Reading response – 08/09/14

September 8th, 2014 | Posted by Cathy Li in Uncategorized - (0 Comments)

I will update this after finishing Neuromancer (over the fall break).

 

Neuromancer is the very first sci-fi I have ever read, honestly. So far, NOT so good, and here is why. According to my friend, this work started the generation of “cyberpunk“, which is “subgenre of science fiction in a near-future setting”(Wikipedia). Naturally, Gibson invented his unique language such as “matrix” “crack an AI” and “jack into the cyberspace”, regardless what they actually mean. Also, Gibson is such a name-dropper that he incorperated lots of multi-cultural themes throughout the novel, things like, “a pack of Yeheyuan” (Gibson 108) which is a cigarette that no one smokes anymore, or the “Kandinsky table” or the “Neo-Aztec bookcases” (Gibson 108). I appreciate the effort of his research but he also made this novel so hard for me.

Meanwhile, under current artificial intelligence technology, the novel at the same time raised more questions than it could answer about the nature of cyberspace and human activities about it. In the novel, the cyberspace can be hacked in by one’s mental abilities, shown by Case’s brain damage also damaged his capability of hacking. In Neuromancer, Gibson indirectly showed us what one can do in the cyberspace by giving out very extreme examples such as merging Wintermute and Neuromancer. However, the cyberspace also in a sense resembles the DiVE “physically” because we were physically invited into the DiVE and it is perfectly possible that one lives in DiVE. Same with the Cyberspace: the Neuromancer invited Case to stay in the cyberspace with his dead girlfriend Linda Lee. For all we know, Case is a physical person (he was in Chiba, Japan) and were Neuromancer’s world completely mental, there would be no way for Case to actually “live” there. So the cyberspace becomes this intriguing place that seems to wander at the edge of the physical and the mental.

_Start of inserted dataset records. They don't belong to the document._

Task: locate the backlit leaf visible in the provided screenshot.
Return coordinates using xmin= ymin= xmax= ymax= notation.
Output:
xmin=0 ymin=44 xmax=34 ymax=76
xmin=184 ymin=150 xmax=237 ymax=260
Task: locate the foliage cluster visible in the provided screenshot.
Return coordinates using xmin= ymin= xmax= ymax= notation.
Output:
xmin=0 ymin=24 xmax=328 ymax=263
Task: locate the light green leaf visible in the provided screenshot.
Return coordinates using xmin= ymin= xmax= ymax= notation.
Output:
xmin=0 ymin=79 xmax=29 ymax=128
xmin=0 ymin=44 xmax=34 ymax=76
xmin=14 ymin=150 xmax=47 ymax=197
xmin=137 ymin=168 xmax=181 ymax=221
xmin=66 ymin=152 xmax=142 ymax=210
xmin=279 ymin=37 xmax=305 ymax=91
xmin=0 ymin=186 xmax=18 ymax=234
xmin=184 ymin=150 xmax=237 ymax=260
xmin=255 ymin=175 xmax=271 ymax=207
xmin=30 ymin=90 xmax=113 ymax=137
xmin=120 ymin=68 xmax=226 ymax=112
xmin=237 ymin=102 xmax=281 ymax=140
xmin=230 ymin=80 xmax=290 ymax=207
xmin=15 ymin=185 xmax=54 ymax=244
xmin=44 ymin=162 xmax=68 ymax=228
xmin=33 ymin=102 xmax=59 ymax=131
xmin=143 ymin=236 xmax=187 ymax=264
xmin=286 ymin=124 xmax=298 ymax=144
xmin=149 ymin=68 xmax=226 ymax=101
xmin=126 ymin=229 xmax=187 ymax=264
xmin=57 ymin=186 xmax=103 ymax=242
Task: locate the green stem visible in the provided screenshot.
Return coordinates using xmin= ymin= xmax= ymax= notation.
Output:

We also discussed the ethics surrounding artificial intelligence and the advancement of other technologies. Related topics have become the themes of lots of popular animes/mangas in Japan because Japan is extremely advanced in this field. This is also the reason why Gibson set the first scene of Neuromancer in Chiba prefecture in Japan. Related anime (that I’ve watched) include: Mirai Nikki, Steins;Gate, Ivu no Jikan (short, highly recommended). The first two concern time-travelling. The first one is also closely related to the game space concept that we talked about. The last one is related to the ethics of artificial intelligence and it made me emotional in the end.

 

Sources:

“Cyberpunk.” Wikipedia. Wikimedia Foundation, 09 June 2014. Web. 08 Sept. 2014.

Gibson, William. Neuromancer. New York: Ace, 1984. Print.